Cadam advises researching EV prices and model availability online, renting the preferred model for a weekend, and fully inspecting a used EV.
Nonprofit Ride and Drive Clean holds educational webinars on EVs and ebikes.
“We answer questions such as, “Where do I charge, if not at home?” and “How can I get an EV that’s not way over MSRP?” Information on the inventory shortage and tax credits and incentive programs changes quickly, so purchasing an EV can be confusing. Yet switching from a gas car to an EV is likely the biggest action to benefit the climate that an individual can take,” said Annika Osborn, community outreach and program director for Ride and Drive Clean.
Those who have incomes no higher than 400 percent of the poverty level – a household of four earning $111,000 – can obtain up to $9,500 to purchase an EV, and up to $7,500 for an electric bike or transit cards. Funds are provided by Clean Cars For All, a Bay Area Air Quality Management District (BAAQMD) program.
Tin Le, a BAAQMD EV Coordinating Council member, said once a household is approved for the grant it’ll receive an award letter.
“They should take the letter to a Clean Cars For All-authorized dealership, which will take the grant amount off the purchase price at time of sale,” said Le.
Other incentives to buy an EV include a federal income tax credit of up to $7,500, the California Clean Vehicle Assistance program, and the California Clean Vehicle Rebate Project, which provides $1,000 to $7,000 to lease or buy an EV. Teslas aren’t eligible.
Incentive programs periodically run out of funds. Applicants should check with program staff to ensure money is available. California State Senator Scott Wiener, who represents District 11, which includes San Francisco, said funding gaps are a major concern.
“This is a matter of prioritizing funds and putting our money where our mouth is if we genuinely expect the state to no longer accept new internal combustion engine vehicles,” said Wiener.
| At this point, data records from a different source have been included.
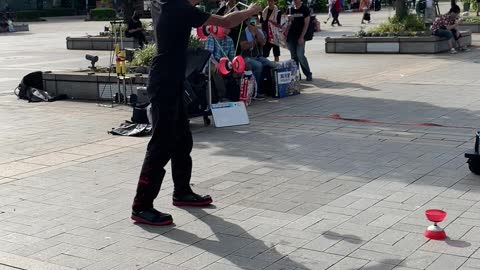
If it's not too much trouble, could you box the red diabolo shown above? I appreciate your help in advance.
[232,55,245,73]
[424,209,447,240]
[218,57,232,75]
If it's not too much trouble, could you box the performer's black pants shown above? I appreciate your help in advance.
[133,64,193,210]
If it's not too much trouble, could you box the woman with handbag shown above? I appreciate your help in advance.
[260,0,282,62]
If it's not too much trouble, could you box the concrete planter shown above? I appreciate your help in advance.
[325,31,472,54]
[43,72,148,100]
[67,36,152,51]
[458,23,480,33]
[13,24,30,32]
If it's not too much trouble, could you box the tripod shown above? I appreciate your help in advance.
[100,21,133,108]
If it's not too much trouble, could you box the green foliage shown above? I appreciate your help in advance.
[463,0,478,12]
[90,8,117,21]
[258,0,288,11]
[132,43,157,66]
[100,0,112,7]
[132,36,205,66]
[368,14,426,36]
[312,0,328,12]
[16,8,75,21]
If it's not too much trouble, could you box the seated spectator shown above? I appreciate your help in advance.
[205,28,236,101]
[431,5,468,53]
[240,17,276,98]
[125,11,148,48]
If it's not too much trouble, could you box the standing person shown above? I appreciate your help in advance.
[131,0,261,226]
[216,0,245,55]
[431,5,468,54]
[323,0,334,24]
[217,0,239,16]
[260,0,282,62]
[287,0,312,81]
[240,17,275,99]
[125,11,148,48]
[330,0,342,26]
[205,28,235,101]
[360,0,370,24]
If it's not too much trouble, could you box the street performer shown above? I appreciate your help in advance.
[131,0,261,226]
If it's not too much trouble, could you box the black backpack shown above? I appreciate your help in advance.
[13,71,66,102]
[14,71,43,101]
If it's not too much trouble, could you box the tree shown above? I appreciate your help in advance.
[395,0,408,21]
[123,0,136,21]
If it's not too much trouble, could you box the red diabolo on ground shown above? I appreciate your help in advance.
[424,209,447,240]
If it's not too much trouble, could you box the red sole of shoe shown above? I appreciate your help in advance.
[130,216,173,226]
[172,200,213,206]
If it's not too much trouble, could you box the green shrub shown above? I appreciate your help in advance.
[367,14,426,36]
[462,0,478,11]
[132,43,157,67]
[312,0,328,12]
[255,0,288,11]
[188,36,205,48]
[463,17,480,23]
[132,36,205,66]
[16,8,75,21]
[90,8,117,21]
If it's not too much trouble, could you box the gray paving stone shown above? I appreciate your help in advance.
[426,254,467,270]
[0,3,480,270]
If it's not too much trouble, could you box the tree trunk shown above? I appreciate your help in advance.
[395,0,408,20]
[123,0,136,21]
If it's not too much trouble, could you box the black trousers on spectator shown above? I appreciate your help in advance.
[132,64,193,211]
[263,41,280,58]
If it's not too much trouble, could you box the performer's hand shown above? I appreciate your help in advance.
[248,3,262,15]
[298,37,305,46]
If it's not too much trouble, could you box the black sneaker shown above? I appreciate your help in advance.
[172,192,213,206]
[131,208,173,226]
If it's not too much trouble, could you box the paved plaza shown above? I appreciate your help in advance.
[0,5,480,270]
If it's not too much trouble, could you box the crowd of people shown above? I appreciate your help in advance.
[205,0,312,100]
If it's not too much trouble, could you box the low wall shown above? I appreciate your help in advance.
[13,24,30,32]
[457,23,480,33]
[325,31,472,54]
[43,72,148,100]
[67,36,152,51]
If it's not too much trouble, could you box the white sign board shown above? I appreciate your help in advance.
[211,102,250,127]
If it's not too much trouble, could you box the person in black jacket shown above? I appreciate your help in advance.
[260,0,282,62]
[131,0,261,226]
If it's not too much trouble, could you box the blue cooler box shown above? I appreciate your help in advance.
[272,66,300,98]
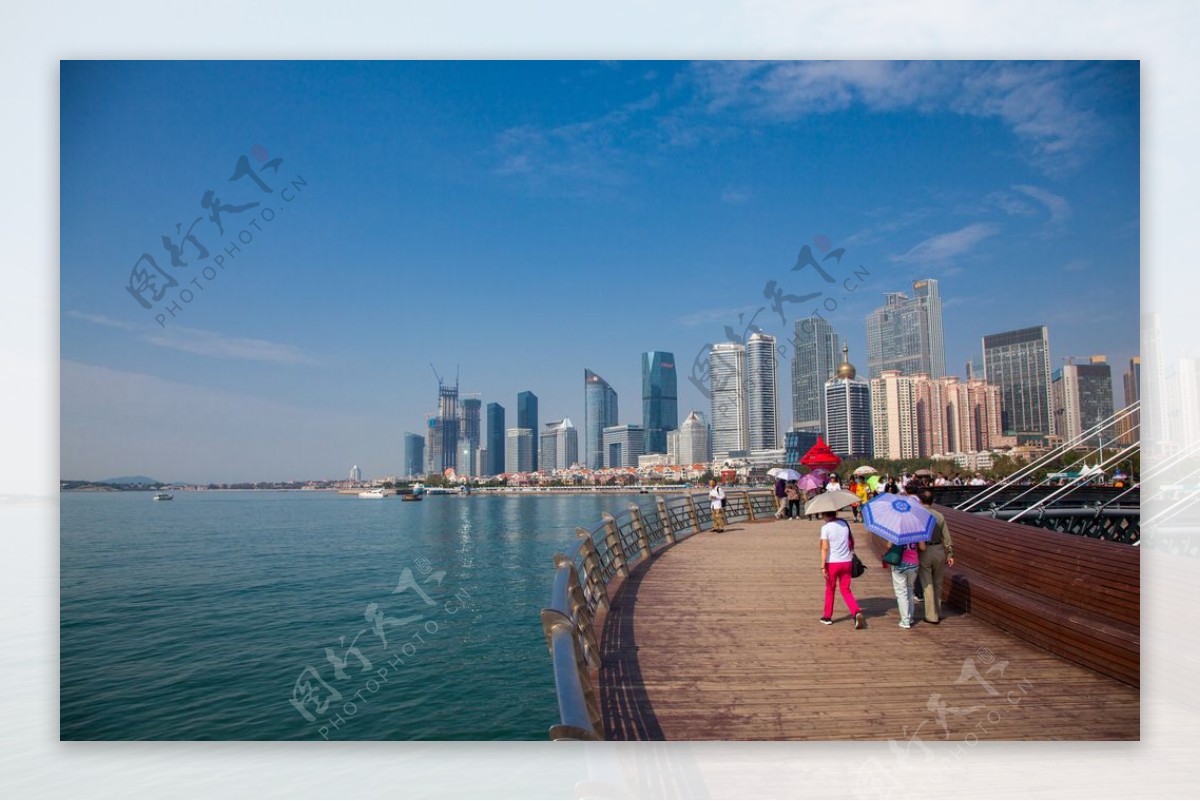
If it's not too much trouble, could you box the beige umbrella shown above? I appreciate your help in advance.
[804,489,860,514]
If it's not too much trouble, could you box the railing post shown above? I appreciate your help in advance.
[629,504,650,559]
[654,495,674,546]
[600,512,629,578]
[688,495,700,534]
[575,528,608,612]
[742,490,754,523]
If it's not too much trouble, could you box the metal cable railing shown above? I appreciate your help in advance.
[541,489,775,740]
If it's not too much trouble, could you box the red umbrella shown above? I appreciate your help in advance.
[800,434,841,470]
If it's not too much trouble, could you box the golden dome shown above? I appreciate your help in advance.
[838,345,858,379]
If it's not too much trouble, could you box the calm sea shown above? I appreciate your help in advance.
[60,492,653,740]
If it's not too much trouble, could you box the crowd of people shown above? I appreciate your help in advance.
[708,470,955,628]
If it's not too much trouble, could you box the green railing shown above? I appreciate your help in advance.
[541,489,775,740]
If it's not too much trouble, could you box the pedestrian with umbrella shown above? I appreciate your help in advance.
[863,493,935,628]
[919,487,954,624]
[804,489,866,628]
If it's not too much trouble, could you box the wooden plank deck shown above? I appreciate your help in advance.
[600,520,1140,753]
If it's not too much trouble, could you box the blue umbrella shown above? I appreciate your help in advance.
[863,493,937,546]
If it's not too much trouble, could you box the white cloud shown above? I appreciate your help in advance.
[1013,183,1070,225]
[890,223,1000,266]
[145,326,313,365]
[691,61,1105,169]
“We need to do more as a city and state to support the switch from gas-powered vehicles to EVs and hybrid models,” said District 10 Supervisor Shamann Walton, who serves on BAAQMD’s Board of Directors. “I have been working with the City to support more EV charging stations in the district…pushing the San Francisco Environment Department to make sure they reach out to the community about possible locations.”
In July, SF Environment, along with the Mayor’s Office and the Planning Department, introduced municipal legislation to enable sites with existing automotive uses, such as fuel stations and parking garages and lots, to transition to publicly accessible EV charging facilities. SF Environment is collaborating with the San Francisco Municipal Transportation Agency and San Francisco Public Utilities Commission to increase the number of charging stations in City-owned lots and garages and secure state and federal funding for public EV charging, according to Diedre Tanenberg, SF Environment public affairs assistant coordinator.
“We see an unfortunate number of EV charging stations in sprawling parking lots, but don’t have them in neighborhoods where users may actually live. This is particularly an issue in marginalized communities. There are efforts to ensure EV infrastructure funding is targeting these communities in addition to their affluent counterparts,” said Wiener.
There’s a scarcity of public charging stations in the southeastern neighborhoods, as well as in public housing complexes, which may not have upgraded electrical panels for fast charging, with renters who aren’t allowed to modify panels for their units, and property owners who can’t afford the high cost of an upgrade.
Shah said Pacific Gas and Electric Company gave him a rebate for the cost of a charger, which he was able to install himself.
“You need to have a panel with sufficient capacity, which could be a problem in older homes. PG&E was pretty…easy to work with. The Department of Building Inspection was less so, but we worked through it (by paying) a lot in permit fees,” said Shah.